The `DECOY_STRING` allows you to change the string needed to identify a decoy in the fasta file.
``` shell
cd $path_out
# convert mzID files into idXML files
for mz in $path_to_data/*.mzID
do
IDFileConverter -in $mz -threads $NTHREADS -out $mz.idXML
done
# merge the files
IDMerger -in $path_to_data/*.idXML -threads $NTHREADS -merge_proteins_add_PSMs -out $path_out/merge.idXML
rm $path_to_data/*.idXML
# index the peptide file with the fasta file
PeptideIndexer -in $path_out/merge.idXML -enzyme:name $ENZYME_indexer -threads $NTHREADS -decoy_string_position prefix -decoy_string $DECOY_STRING -fasta $path_to_data/genecodeAndDecoy.fasta -out $path_out/merge_index.idXML
rm $path_out/merge.idXML
# run percolator
PercolatorAdapter -in $path_out/merge_index.idXML -enzyme $ENZYME_percolator -threads $NTHREADS -generic_feature_set -score_type pep -out $path_out/merge_index_percolator_pep.idXML
rm $path_out/merge_index.idXML
# Estimate the false discovery rate on peptide level using decoy searches and keep the ones with FDR < $fdr
FalseDiscoveryRate -in $path_out/merge_index_percolator_pep.idXML -out $path_out/merge_index_percolator_pep_$fdr.idXML -protein false -threads $NTHREADS -FDR:PSM $fdr -algorithm:add_decoy_peptides -algorithm:add_decoy_proteins
rm $path_out/merge_index_percolator_pep.idXML
# Associate each peptite with Posterior Error Probability score
IDScoreSwitcher -in $path_out/merge_index_percolator_pep_$fdr.idXML -out $path_out/merge_index_percolator_pep_switched_$fdr.idXML -new_score 'Posterior Error Probability_score' -new_score_orientation lower_better -new_score_type pep -threads $NTHREADS
rm $path_out/merge_index_percolator_pep_$fdr.idXML
```
For more details on *OpenMS* tools see its [Documentation](https://abibuilder.cs.uni-tuebingen.de/archive/openms/Documentation/nightly/html/TOPP_documentation.html).
# References
Röst, H. L., Sachsenberg, T., Aiche, S., Bielow, C., Weisser, H., Aicheler, F., ... & Kohlbacher, O. (2016).

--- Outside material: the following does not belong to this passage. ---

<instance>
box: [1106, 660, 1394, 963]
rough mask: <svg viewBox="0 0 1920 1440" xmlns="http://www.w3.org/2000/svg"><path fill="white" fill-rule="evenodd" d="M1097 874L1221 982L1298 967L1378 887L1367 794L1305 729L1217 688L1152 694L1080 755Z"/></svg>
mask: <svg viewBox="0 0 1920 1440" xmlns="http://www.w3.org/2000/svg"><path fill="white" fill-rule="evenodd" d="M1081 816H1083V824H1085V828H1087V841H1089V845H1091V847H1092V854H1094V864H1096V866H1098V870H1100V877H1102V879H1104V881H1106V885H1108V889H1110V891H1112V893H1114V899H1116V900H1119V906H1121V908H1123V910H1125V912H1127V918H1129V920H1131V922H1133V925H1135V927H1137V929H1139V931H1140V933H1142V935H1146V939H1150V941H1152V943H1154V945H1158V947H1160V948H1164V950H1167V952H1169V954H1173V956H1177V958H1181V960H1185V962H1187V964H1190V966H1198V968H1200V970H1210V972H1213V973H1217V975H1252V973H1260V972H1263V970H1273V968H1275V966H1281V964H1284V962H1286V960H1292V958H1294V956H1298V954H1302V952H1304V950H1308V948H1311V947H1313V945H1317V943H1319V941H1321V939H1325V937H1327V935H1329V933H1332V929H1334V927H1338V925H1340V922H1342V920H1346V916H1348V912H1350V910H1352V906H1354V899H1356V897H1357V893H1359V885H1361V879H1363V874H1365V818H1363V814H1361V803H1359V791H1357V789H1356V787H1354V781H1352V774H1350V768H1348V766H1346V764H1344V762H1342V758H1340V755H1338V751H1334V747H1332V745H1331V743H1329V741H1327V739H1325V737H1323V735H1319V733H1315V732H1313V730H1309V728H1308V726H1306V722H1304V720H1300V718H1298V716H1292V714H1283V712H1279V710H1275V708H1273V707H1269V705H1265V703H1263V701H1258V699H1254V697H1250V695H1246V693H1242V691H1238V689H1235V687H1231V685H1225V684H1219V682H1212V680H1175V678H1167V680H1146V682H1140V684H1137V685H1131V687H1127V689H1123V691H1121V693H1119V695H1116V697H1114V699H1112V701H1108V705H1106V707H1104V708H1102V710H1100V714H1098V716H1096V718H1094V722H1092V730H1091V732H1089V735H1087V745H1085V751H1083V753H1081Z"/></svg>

OpenMS: a flexible open-source software platform for mass spectrometry data analysis. *Nature methods*, 13(9), 741-748.
The, M., MacCoss, M. J., Noble, W. S., & Käll, L. (2016). Fast and accurate protein false discovery rates on large-scale proteomics data sets with percolator 3.0. *Journal of the American Society for Mass Spectrometry*, 27, 1719-1727.
Solntsev, S. K., Shortreed, M. R., Frey, B. L., & Smith, L. M. (2018). Enhanced global post-translational modification discovery with MetaMorpheus. *Journal of proteome research*, 17(5), 1844-1851.